Plus, we’re not that scared anymore. As our environment improves, progressives are impelled to ratchet up the talk of catastrophic disasters. We perpetually hear about new threats that never seem to materialize (unless you actually believe every weather event is new to our generation and due to climate change). And as the fearmongering becomes more far-fetched, the accusations become more hysterical, and the deadlines for action keep being pushed right over the horizon, fewer people seem to really care.

Two Options for Democrats

So how do you win people over? I’m not sure. Shutting down debate doesn’t help, though. You’ll notice there is no debate, just a volley of allegations. Environmentalists attempt to destroy the careers of scientists who diverge from the consensus. If you’re a liberal who questions the constitutionality of the White House’s rule by edict, you’re oil-drenched sellout, too. The debate is over, even though there are a broad range of opinions among scientists about how dangerous climate change is, how much man has to do with it, and how we should deal with it. By declaring the conversation over, you’re done trying to convince anyone. If you’re an environmentalist, can you really afford to be doing that?

It depends, I guess. The static polls are a pretty devastating indictment of effectiveness of the environmental movement, yes. But it also speaks to the contention that environmental policies are a political winner for the Left. Ask yourself: when was the last time a candidate lost because he or she wasn’t gung ho enough about artificially inflating gas prices?

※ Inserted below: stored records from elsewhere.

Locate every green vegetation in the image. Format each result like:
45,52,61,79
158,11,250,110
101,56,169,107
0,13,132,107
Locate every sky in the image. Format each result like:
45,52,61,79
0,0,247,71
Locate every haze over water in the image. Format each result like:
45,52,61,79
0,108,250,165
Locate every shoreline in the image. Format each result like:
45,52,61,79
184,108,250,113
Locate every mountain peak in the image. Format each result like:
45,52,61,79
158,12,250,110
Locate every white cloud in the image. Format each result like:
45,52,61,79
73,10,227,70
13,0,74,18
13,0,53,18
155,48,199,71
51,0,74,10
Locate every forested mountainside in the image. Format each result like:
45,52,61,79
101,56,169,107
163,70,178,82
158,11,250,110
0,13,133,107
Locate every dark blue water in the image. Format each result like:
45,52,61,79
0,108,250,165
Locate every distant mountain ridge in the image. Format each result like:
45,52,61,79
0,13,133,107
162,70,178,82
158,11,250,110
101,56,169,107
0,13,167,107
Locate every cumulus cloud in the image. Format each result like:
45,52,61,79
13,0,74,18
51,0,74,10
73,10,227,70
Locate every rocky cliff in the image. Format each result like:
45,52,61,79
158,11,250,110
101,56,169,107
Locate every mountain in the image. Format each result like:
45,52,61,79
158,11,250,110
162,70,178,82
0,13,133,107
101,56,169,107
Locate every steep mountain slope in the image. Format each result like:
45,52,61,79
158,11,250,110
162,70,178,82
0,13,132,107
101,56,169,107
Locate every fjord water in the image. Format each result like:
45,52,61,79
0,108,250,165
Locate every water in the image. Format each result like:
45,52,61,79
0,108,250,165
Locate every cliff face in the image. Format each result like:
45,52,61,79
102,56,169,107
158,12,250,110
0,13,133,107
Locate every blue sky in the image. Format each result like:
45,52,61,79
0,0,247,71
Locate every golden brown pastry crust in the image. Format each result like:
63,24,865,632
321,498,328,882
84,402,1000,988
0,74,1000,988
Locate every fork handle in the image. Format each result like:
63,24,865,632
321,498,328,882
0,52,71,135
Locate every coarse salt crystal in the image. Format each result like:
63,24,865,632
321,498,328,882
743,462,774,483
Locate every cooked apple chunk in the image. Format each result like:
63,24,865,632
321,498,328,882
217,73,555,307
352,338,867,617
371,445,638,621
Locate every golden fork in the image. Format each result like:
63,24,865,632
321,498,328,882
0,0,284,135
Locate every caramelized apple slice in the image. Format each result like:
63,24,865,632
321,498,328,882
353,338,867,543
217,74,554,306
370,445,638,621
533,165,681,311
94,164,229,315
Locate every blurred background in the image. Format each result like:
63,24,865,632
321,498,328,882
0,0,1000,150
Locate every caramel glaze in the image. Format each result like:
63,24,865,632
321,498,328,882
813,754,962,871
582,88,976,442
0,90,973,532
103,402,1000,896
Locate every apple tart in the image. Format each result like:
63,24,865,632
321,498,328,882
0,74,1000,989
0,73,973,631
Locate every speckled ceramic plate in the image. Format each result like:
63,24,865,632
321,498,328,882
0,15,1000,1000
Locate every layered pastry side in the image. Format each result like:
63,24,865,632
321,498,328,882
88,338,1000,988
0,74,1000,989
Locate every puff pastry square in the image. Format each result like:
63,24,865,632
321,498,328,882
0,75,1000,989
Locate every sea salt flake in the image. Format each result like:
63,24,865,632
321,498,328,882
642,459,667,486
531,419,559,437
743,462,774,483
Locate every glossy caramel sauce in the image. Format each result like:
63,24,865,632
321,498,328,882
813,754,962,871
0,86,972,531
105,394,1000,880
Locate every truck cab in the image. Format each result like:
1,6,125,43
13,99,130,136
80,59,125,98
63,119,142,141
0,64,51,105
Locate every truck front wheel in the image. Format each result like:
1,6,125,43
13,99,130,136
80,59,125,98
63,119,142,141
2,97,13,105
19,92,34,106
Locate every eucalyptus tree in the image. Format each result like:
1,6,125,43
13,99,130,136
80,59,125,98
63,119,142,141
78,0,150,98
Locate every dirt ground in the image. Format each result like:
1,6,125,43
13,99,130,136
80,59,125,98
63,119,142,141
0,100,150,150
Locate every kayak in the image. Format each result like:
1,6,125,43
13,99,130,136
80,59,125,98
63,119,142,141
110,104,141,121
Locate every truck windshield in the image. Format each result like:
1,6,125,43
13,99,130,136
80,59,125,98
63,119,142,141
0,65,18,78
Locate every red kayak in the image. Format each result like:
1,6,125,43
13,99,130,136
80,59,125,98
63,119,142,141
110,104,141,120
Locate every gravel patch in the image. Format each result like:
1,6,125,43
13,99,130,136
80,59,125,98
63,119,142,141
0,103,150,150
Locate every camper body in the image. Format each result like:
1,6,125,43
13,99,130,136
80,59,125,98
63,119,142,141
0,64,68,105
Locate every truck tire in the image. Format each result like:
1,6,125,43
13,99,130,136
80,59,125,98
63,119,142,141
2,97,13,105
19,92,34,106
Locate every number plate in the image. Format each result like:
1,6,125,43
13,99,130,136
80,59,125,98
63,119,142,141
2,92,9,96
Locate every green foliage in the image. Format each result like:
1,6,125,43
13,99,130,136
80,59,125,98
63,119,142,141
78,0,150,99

So if you haven’t been able to win over the public over in 25 years of intense political and cultural pressure, you are probably down to two options: You can revisit your strategy, open debate to a wide range of ideas, accept that your excited rhetoric works on a narrow band of the Americans (in any useful political sense), and live with the reality that most people have no interest in surrendering prosperity. Or, you can try to force people to do what you want. 

Democrats, it seems, are going to give the latter another try.